Поцеловав её руку, он приблизился и стал целовать её в щёки.
– Роман! – прерывистым от волнения голосом произнёс Антон Петрович и крепко обнял жениха. – Эх… Гамлет ты наш! Поздравляю тебя…
Они поцеловались.
– Почти до апоплексии довёл, ах ты, разбойник! – бормотал дядя, обнимая Романа, – Рад, рад, рад за тебя! Тыщу раз согласен! Она – чудо, чудо… Она…
Он взял руку Татьяны и Романа и, соединив их, крепко сжал:
– Вот так теперь!
– Слава Богу, слава Богу! – повторял Куницын, в свою очередь сжимая соединённые руки жениха и невесты. – Они вместе, и мы вместе! Будем вместе свою старость пестовать да на них радоваться!
– Да, но как резко, как по-суворовски резко и быстро! – качал головой Красновский. – Раз – и на тебе! Жених и невеста! У нас здесь – под боком, в нашем лесу!

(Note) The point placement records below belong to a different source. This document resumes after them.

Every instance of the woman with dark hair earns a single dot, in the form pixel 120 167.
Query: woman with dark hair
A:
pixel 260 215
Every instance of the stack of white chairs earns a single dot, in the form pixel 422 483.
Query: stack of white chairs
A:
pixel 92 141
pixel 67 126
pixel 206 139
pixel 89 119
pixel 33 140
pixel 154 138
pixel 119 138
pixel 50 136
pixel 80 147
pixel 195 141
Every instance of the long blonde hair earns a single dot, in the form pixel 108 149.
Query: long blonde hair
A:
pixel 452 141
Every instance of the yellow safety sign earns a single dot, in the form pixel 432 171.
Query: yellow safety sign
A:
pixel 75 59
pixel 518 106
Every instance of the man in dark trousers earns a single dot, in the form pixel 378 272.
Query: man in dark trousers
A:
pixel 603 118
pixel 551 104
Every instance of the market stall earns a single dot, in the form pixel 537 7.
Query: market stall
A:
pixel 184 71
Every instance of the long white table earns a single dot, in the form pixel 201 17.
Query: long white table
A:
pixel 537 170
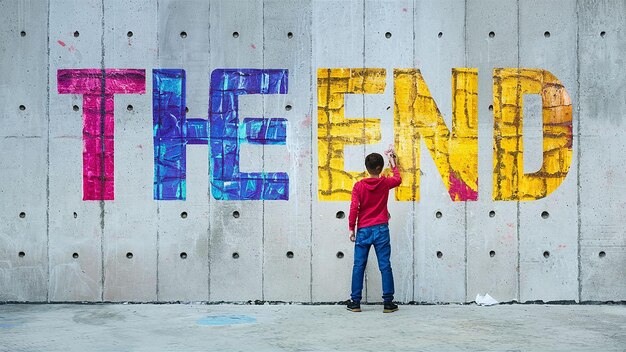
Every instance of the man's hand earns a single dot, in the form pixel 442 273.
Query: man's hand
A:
pixel 391 156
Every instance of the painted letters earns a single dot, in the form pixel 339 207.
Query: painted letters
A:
pixel 98 88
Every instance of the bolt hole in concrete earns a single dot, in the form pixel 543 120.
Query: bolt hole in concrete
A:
pixel 222 320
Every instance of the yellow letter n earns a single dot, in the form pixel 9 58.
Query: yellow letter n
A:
pixel 334 131
pixel 417 118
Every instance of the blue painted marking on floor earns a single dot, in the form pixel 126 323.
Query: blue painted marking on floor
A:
pixel 221 320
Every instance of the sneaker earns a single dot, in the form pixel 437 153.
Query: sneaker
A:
pixel 354 306
pixel 390 307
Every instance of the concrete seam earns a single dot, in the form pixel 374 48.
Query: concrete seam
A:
pixel 48 158
pixel 578 150
pixel 414 225
pixel 263 167
pixel 465 64
pixel 311 155
pixel 413 205
pixel 102 113
pixel 158 235
pixel 519 288
pixel 209 176
pixel 365 277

– Всё верно, всё правильно! – загремел Антон Петрович, отерев платком слёзы и обретя былую уверенность в голосе. – Молодец, Рома! Я сам Лидочку в церковь повёл, едва завидел! Как можно сдерживать любовь! Сей зверь клеток не терпит!
– Теперь все мы вместе, все вместе, – повторял Куницын.
– Адам Ильич, дорогой Адам Ильич! Представляю, как вы счастливы! – приблизилась к нему Лидия Константиновна.
– Нет, не можете представить! – Он порывисто поцеловал её руку. – Я теперь словно родился заново! Я сегодня праздную их помолвку и моё второе рождение!
– Отлично сказано! – воскликнул Антон Петрович. – Право, отлично! За эти два события и выпить не грех!
– Ах да! Конечно! Я и забыл совсем! – засуетился Куницын. – Прошу вас, прошу к столу! Сегодня и отныне всегда – здесь всё ваше, всё на радость!
– Эх, каков стол! – качнул головой Красновский. – Жаль, Надюшеньки нет.
– Как нет? – удивился Куницын. – Почему? Пошлём за ней немедленно! Гаврила! Гаврила!
И тут же конюх был послан за Надеждой Георгиевной, Рукавитиновым и Клюгиным. Лишь батюшку с попадьёй решили не тревожить в столь позднюю пору и поведать им обо всём завтра. За столом же царили радость и веселье.
Все, за исключением жениха и невесты, выпивали, закусывали, наперебой говорили и смеялись.
Роман и Татьяна сидели во главе стола, замерев в блаженном оцепенении. Роман держал Татьяну за руку, глаза их постоянно встречались и подолгу не отрывались друг от друга. И если раньше Татьяна не выдерживала этого противостояния очей и опускала свои глаза, то теперь – наоборот, первым отводил взгляд Роман, сжимая её руку до боли и бледнея от переполняющей его любви.